For data logging, I would like the SD card to be in the erased state except for the quick format entries setting up the file system.  Then when file data needs to be written, it should not be necessary to erase flash memory before writing because it's already erased.  I hope that would decrease needed write time. At least that's my assumption.

But everything I've found so far, including the above recommended SD Formatter from the SD Association, appears to "erase" by overwriting the entire card.  The Formatter gives you the option of a Quick format or an Overwrite format.  Other utilities from Minitool, EaseUS, etc. seem to be the same - offering to do a "secure erase" with ones, zeros, random data, or even 43 cycles of random data.  But that's not what I want.  I want the memory to just be erased, and not overwritten with anything.

The only exception I've found is the SDFormatter.ino example in the SDFAT library.  It actually uses CMD38 to erase the card, at least as far as I can tell from the source code.  Does anybody know of a Windows utility that does the same thing?

Actually, I'm not really sure it makes any difference in the end.  I have this picture of the SD card's controller having a flag for each sector as to whether it is currently erased or not, and only doing an erase before writing if it needs to write to a sector which is not erased.  But even if this is true, it may be complicated by the fact that erase blocks are much larger than a sector (like 4K or so).  Anyway, I don't know if my understanding of the controller setup is even close to correct.

One other thing is that you can't tell whether a sector is erased by reading it.  In some cards, an erased sector reads as all ones, but in others it reads as all zeros.  In fact, there's a flag somewhere in an SD command response that tells you which it is for that card.

Well, if anyone has words of wisdom on this, or useful links, please post.


Manuel_o

I dont know if it helps. But i delete my files on my SD card via a button.

There i have files called file_x.txt.
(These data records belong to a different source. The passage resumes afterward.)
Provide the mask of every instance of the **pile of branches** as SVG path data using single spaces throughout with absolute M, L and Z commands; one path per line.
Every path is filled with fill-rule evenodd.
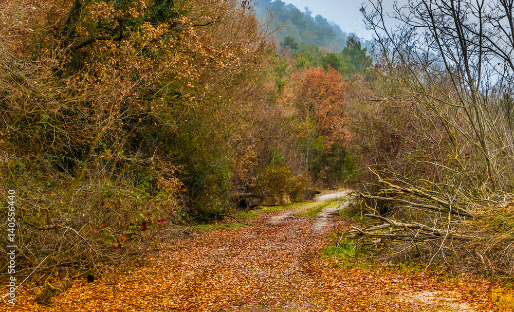
M 419 181 L 415 186 L 374 173 L 381 191 L 359 194 L 372 222 L 352 227 L 342 237 L 355 240 L 360 248 L 373 246 L 373 255 L 382 259 L 410 251 L 409 256 L 425 257 L 429 265 L 435 259 L 455 269 L 514 273 L 514 202 L 507 194 L 501 199 L 481 198 L 469 190 L 427 181 L 420 187 Z M 380 215 L 366 204 L 384 200 L 394 207 L 395 215 Z

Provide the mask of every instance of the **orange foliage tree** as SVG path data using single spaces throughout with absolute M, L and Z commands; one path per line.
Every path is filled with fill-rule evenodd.
M 336 177 L 334 171 L 338 166 L 335 165 L 340 163 L 344 148 L 352 136 L 350 118 L 344 112 L 346 87 L 339 72 L 329 67 L 326 71 L 318 67 L 305 71 L 298 91 L 297 108 L 304 121 L 303 129 L 307 130 L 303 132 L 307 144 L 306 170 L 311 156 L 312 164 L 317 167 L 315 171 L 321 179 L 328 178 L 327 172 L 331 170 L 332 177 Z

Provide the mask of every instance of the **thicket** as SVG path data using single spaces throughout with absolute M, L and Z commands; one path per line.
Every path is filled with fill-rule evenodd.
M 2 6 L 0 201 L 16 191 L 17 278 L 39 265 L 51 291 L 57 268 L 118 267 L 241 196 L 346 178 L 347 85 L 278 55 L 249 2 Z
M 359 89 L 370 110 L 352 130 L 355 159 L 370 170 L 361 203 L 376 222 L 347 233 L 359 246 L 512 274 L 511 11 L 501 1 L 363 8 L 376 63 Z

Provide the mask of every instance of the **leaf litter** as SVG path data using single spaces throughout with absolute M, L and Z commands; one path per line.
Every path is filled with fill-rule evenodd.
M 177 238 L 133 272 L 107 274 L 93 283 L 76 281 L 50 306 L 39 306 L 35 295 L 23 292 L 15 306 L 5 304 L 0 311 L 502 310 L 488 299 L 486 281 L 341 265 L 320 253 L 328 244 L 329 227 L 315 230 L 311 218 L 282 217 L 292 212 Z M 334 214 L 323 217 L 338 228 L 350 225 Z

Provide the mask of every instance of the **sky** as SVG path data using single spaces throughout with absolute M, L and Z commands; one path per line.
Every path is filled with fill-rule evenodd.
M 347 33 L 370 40 L 371 33 L 366 29 L 362 15 L 359 11 L 365 0 L 282 0 L 303 11 L 306 6 L 313 11 L 313 16 L 321 14 L 329 22 L 334 22 Z

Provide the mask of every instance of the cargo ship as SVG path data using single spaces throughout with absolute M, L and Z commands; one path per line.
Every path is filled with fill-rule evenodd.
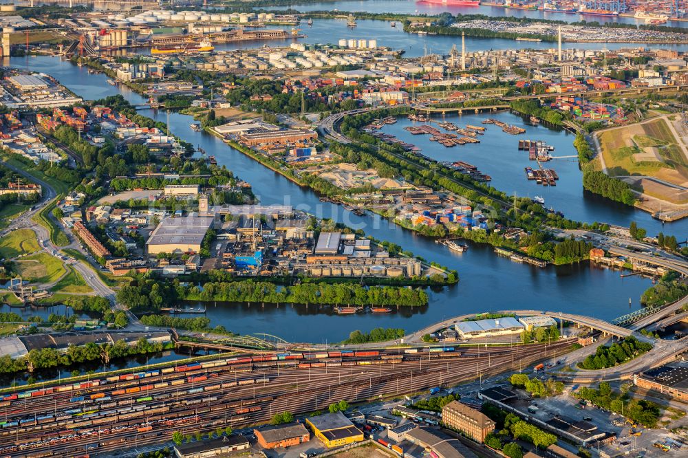
M 578 10 L 576 8 L 560 8 L 557 3 L 546 1 L 542 6 L 542 10 L 545 12 L 563 12 L 570 14 L 578 12 Z
M 583 8 L 582 10 L 579 10 L 578 12 L 583 16 L 611 16 L 612 17 L 619 16 L 618 11 L 610 11 L 609 10 L 592 10 Z
M 666 14 L 651 13 L 647 11 L 636 11 L 633 17 L 636 19 L 643 19 L 647 24 L 664 24 L 669 21 L 669 17 Z
M 420 0 L 423 3 L 442 3 L 447 6 L 480 6 L 480 0 Z
M 215 49 L 215 46 L 211 44 L 210 41 L 204 40 L 197 45 L 189 43 L 188 45 L 175 45 L 173 46 L 162 46 L 160 47 L 153 47 L 151 49 L 151 54 L 195 54 L 197 52 L 210 52 Z
M 514 10 L 527 10 L 528 11 L 537 11 L 537 4 L 525 4 L 519 5 L 519 3 L 514 3 L 511 1 L 507 0 L 507 3 L 504 3 L 505 8 L 513 8 Z

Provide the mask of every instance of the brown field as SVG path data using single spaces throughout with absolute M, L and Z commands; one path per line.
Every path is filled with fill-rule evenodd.
M 665 120 L 603 132 L 599 140 L 610 176 L 645 175 L 682 186 L 688 186 L 688 164 Z M 652 151 L 644 149 L 647 147 L 656 149 Z M 655 196 L 658 198 L 667 198 L 670 201 L 682 199 L 672 195 L 677 190 L 669 186 L 662 186 L 663 192 L 654 186 L 647 186 L 648 189 L 664 196 Z M 671 192 L 666 193 L 669 190 Z
M 633 189 L 661 200 L 682 205 L 688 204 L 688 190 L 676 189 L 647 178 L 623 179 Z
M 29 32 L 29 43 L 31 44 L 62 41 L 63 39 L 65 37 L 56 32 L 42 32 L 41 30 Z M 25 43 L 25 33 L 12 34 L 10 36 L 10 44 L 11 45 L 21 45 Z

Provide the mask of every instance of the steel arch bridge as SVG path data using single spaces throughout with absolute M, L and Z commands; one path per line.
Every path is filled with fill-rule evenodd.
M 640 310 L 636 310 L 630 314 L 625 315 L 622 315 L 618 318 L 614 318 L 612 320 L 612 323 L 617 326 L 626 326 L 627 325 L 631 325 L 636 321 L 638 321 L 641 318 L 644 318 L 646 316 L 649 316 L 653 314 L 656 313 L 659 309 L 662 308 L 661 307 L 647 307 L 644 309 L 641 309 Z
M 215 340 L 215 343 L 224 343 L 232 347 L 241 347 L 260 350 L 277 350 L 281 346 L 283 347 L 289 345 L 288 342 L 281 337 L 264 333 L 228 337 L 219 340 Z

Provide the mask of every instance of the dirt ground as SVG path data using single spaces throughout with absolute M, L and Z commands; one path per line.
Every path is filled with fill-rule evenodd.
M 389 458 L 396 457 L 391 452 L 385 452 L 375 446 L 356 447 L 337 454 L 337 458 Z

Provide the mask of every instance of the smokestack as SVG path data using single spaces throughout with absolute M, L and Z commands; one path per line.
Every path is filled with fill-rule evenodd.
M 559 61 L 561 62 L 561 26 L 559 25 Z
M 461 69 L 466 70 L 466 32 L 461 32 Z

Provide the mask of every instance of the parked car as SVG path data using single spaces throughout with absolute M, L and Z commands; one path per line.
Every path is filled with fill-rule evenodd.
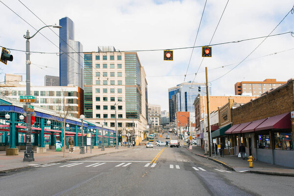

So i iterate through my files and delte them via SD.remove

Code: [Select]
void resetlogYesPopCallback(void *ptr)                                                                   
{                                                                                                                                                           
  char file_Name[13] = {'/','f','i','l','e','_',0x00,'.','t','x','t'};     
  for (int i = 0; i < 100; i++)
  {
    sprintf(file_Name, "/file_%d.txt", i);
    Serial.println(file_Name);
    boolean fileFLAG = SD.exists(file_Name);
    if (fileFLAG)
    {
      SD.remove(file_Name);
      Serial.println("deleted");
    }
  }
  init_1._filenumber = 0;
  init_1._readingID = 0;
                                                                           
}


best regards

jremington

Quote
I want the memory to just be erased
What do you think this means?

A memory cell can hold a 1 or a 0.

ShermanP

#3
Feb 02, 2020, 01:04 am Last Edit: Feb 02, 2020, 01:05 am by ShermanP
Quote
I want the memory to just be erased
What do you think this means?

A memory cell can hold a 1 or a 0.
Flash memory erases to one state, and can then be written to the other state.  If it erases to all ones, you can only write zeros to it.  You cannot change a zero to a one except by erasing, which has to be done in blocks.  An erased block would have all ones, including all ones in the ECC bits used for error correction.  If you erase a block, then "write" all ones to it, it is no longer erased because the ECC and any other flag bits might have zero bits written to them even though the visible bits are still all ones.

So to erase a card you have to actually electronically erase all the blocks.  You can't overwrite it with ones.